Liger-Kernel is a collection of pre-built fused Triton kernels and patching utilities designed to accelerate large language model training. It provides drop-in kernel replacements for common LLM operations such as RMSNorm, cross-entropy loss, and attention, enabling increased throughput and reduced memory usage while preserving bitwise-exact gradients. The project serves as a toolkit for composing custom model architectures from individual optimized kernels and for patching pre-existing models with minimal code changes.
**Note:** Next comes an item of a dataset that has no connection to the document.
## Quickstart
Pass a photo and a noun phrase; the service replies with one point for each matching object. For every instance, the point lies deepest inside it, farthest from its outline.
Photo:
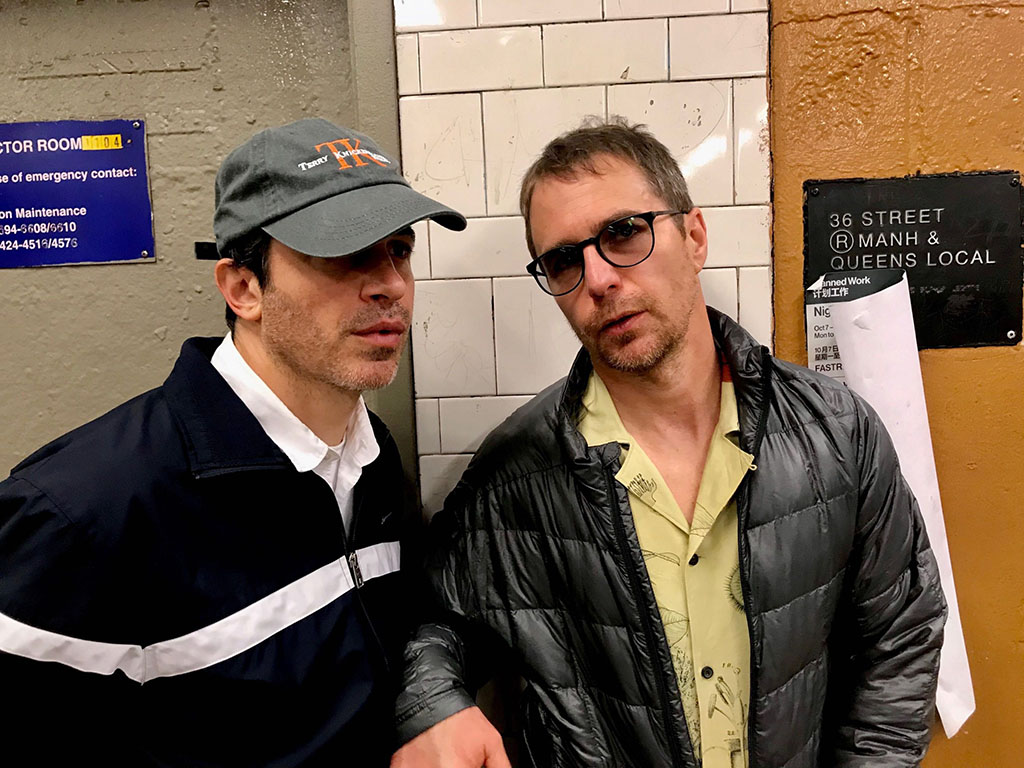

The project distinguishes itself through its ability to perform runtime model surgery via monkey-patching, allowing specific layers in Hugging Face or Megatron-LM models to be swapped for optimized kernels without altering source code. It also offers fused kernel techniques that combine multiple operations into single GPU kernels, including preference optimization loss fusion that reduces memory usage during fine-tuning by up to 80%. Multi-stream residual wrapping stabilizes deep network training by wrapping arbitrary layers with doubly-stochastic residual streams.
The kernel library covers a broad range of operations including RMS layer normalization, rotary position embeddings, softmax and sparsemax computation, multi-token attention, and fused linear cross-entropy. It supports alignment loss computation for methods such as DPO, ORPO, SimPO, and CPO, as well as distillation loss computation for knowledge distillation tasks. The project integrates with distributed training frameworks including FSDP, DeepSpeed, and DDP without additional configuration.